Something had happened. Whatever it had been, he was somehow the cause.
So he turned inward, focusing his thoughts on himself. He remembered the trip down the mountain into the highlands, he remembered journeying out towards the sea, he even remembered speaking to Palina herself. All of these memories were in accordance with one another and held no evidence towards the present. He had some pride in retaining a schedule after all.
But then he focused further, after the sequence of his arrival and conversation. To where he first met the hands of the irate Warden of Lilligant, and everything fell apart in an instant.
Nothing. A complete absence of not only time, but events within said time. It was as if all of his  systems went into shutdown at that moment, rebooting only after he’d first been struck. Blank emptiness so reminiscent of the day he’d found himself within this region crawled over his mind.
He didn’t have anything to say. He could only stare off towards some vague point in the sand. 
Bells were ringing in his ears and the stench of salt stung in his nose, a twitch rampant in his claw that clicked and snapped and opened and closed that just wouldn’t stop. His skull pulsed with each heartbeat, struggling to regain even a glimmer of a thought at that period of time, yet nothing came up. A completely blank slate as permeating as it was terrifying. 
All that remained was a blistering red so vibrant that it scalded the back of his eyelids.
His eyes found the sobbing Warden again, still buried in his beloved’s lap. Heat baked the sand in the early Summer sun, quickly drying the wetness in his clothes. Yet he remained ignorant, perhaps willfully so, to the steady change in his attire. The ghostly flames licked up his jaw unhindered to all outside stimuli.
It was only when his attention slid downwards to follow the flowing curve of the purple ribbons that his blood ran cold.
Red.
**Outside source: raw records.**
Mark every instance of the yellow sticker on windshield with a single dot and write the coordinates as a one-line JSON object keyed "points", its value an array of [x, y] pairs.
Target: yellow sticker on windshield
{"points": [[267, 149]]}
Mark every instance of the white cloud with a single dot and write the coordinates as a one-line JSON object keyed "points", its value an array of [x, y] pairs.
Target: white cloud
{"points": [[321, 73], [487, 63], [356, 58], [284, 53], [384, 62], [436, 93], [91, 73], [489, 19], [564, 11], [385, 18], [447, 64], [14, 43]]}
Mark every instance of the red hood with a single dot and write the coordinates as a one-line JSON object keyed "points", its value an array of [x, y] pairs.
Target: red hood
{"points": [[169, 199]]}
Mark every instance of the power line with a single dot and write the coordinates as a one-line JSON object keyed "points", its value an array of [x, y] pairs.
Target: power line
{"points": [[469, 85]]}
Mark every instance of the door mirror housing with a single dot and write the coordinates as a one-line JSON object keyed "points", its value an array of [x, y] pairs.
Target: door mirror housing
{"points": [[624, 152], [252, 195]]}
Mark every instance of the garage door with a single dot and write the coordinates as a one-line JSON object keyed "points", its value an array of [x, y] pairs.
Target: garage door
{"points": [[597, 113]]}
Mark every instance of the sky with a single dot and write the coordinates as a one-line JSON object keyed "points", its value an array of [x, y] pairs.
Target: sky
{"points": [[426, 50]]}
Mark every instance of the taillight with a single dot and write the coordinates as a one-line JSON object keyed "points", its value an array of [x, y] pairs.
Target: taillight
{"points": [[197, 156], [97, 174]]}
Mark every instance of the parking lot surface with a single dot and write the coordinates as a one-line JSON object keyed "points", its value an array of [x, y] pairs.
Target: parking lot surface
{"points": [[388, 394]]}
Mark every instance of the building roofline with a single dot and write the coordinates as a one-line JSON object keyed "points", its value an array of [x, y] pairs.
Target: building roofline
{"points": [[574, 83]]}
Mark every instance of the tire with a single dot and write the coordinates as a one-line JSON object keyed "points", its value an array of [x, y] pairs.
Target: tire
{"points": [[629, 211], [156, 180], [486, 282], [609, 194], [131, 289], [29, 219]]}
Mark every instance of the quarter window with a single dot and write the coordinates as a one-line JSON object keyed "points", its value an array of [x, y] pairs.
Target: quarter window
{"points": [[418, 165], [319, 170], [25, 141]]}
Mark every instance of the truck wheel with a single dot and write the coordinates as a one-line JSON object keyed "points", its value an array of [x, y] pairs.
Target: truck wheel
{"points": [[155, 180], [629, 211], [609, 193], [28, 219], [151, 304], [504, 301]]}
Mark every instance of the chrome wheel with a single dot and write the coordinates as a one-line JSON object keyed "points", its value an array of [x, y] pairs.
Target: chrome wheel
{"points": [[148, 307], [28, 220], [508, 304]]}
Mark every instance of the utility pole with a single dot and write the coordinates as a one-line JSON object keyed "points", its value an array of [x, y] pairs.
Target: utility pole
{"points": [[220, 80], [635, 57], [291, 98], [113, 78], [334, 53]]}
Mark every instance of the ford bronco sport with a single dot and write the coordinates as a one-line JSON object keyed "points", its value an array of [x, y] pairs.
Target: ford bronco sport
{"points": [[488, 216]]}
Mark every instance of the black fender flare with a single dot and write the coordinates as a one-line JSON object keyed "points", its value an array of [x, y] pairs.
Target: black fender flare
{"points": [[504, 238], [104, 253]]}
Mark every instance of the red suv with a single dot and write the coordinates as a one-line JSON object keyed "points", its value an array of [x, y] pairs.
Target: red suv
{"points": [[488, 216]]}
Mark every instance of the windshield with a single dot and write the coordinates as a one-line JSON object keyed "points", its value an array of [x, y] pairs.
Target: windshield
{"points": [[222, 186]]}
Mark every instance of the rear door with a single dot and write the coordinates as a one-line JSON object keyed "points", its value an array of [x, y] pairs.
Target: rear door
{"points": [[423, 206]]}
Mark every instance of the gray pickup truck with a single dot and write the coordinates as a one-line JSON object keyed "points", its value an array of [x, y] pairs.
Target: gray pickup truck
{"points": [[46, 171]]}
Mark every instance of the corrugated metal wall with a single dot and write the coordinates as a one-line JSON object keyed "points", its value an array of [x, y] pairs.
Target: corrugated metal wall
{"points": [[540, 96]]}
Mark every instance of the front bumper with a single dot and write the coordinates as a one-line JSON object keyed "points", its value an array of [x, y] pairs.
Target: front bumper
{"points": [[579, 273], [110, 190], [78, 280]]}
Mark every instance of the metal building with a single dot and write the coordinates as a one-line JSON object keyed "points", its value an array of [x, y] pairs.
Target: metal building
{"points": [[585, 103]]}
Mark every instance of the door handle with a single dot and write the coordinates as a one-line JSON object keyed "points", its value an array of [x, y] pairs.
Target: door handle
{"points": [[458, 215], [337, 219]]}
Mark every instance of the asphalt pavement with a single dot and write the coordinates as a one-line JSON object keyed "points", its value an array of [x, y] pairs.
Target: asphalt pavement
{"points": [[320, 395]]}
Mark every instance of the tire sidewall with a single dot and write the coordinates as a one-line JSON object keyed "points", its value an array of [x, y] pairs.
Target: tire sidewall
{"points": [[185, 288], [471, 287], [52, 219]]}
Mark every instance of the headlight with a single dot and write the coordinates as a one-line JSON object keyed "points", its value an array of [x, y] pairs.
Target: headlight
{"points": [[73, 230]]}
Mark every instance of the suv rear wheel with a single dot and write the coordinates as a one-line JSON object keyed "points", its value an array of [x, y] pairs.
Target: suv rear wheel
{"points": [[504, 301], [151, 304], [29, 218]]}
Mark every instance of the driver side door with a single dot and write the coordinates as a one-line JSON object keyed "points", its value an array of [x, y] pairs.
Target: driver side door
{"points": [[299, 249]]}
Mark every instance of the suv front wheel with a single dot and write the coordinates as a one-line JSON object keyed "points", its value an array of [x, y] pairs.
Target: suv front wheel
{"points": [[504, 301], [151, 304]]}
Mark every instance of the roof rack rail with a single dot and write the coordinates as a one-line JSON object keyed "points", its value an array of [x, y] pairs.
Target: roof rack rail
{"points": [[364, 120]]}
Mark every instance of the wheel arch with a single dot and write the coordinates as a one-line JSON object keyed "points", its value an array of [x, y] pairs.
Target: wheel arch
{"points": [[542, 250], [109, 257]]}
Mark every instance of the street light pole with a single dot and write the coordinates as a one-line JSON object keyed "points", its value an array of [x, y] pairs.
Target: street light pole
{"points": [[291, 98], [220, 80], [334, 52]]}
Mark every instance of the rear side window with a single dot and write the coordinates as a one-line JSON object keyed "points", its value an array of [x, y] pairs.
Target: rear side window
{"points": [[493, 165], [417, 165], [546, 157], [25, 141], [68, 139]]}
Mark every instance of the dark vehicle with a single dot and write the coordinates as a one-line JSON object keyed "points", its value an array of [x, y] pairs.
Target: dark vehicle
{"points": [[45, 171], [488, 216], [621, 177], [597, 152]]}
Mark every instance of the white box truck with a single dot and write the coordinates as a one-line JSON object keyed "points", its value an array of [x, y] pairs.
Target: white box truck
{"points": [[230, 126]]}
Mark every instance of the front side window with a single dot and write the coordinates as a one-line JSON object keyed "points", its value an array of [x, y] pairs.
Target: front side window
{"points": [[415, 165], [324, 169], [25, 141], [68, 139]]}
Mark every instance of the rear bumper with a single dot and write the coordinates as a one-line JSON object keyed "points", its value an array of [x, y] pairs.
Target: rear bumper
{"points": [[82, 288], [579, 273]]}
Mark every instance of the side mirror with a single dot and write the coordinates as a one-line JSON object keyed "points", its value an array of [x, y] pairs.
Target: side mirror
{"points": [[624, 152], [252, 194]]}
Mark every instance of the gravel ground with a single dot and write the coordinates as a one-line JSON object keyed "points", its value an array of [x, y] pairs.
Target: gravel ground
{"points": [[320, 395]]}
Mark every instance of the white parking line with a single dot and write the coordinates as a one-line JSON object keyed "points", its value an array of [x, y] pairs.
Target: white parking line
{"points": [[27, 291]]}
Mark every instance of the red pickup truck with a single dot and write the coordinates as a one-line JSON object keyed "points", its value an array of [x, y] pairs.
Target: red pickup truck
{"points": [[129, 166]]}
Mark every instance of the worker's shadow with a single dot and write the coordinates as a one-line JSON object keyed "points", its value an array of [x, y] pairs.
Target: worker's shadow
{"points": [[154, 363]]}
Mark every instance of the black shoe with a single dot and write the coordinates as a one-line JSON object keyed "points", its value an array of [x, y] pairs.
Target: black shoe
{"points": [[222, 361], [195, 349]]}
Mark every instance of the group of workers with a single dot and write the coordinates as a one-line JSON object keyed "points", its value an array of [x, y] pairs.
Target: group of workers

Deep and bubbling along a collar of wounds. Streaks of raw flesh strapped around his neck like a bandolier that dribbled in steady streams down into the steadily darkening collar.
Chittering hackles raised.
The Basculegion was still alive. Despite it’s gills being wounded, it still dared to breathe, to live. His claws clacked, teeth salivating. 
The blood on the Warden’s neck faded until it blended into the crimson painting his eyes.
Distinctly small hands grasping his rattling claw ripped his eyes downwards, away from the floundering water type. Away from the burning dusk of the beach. Away from the freshness of blood and torn skin. 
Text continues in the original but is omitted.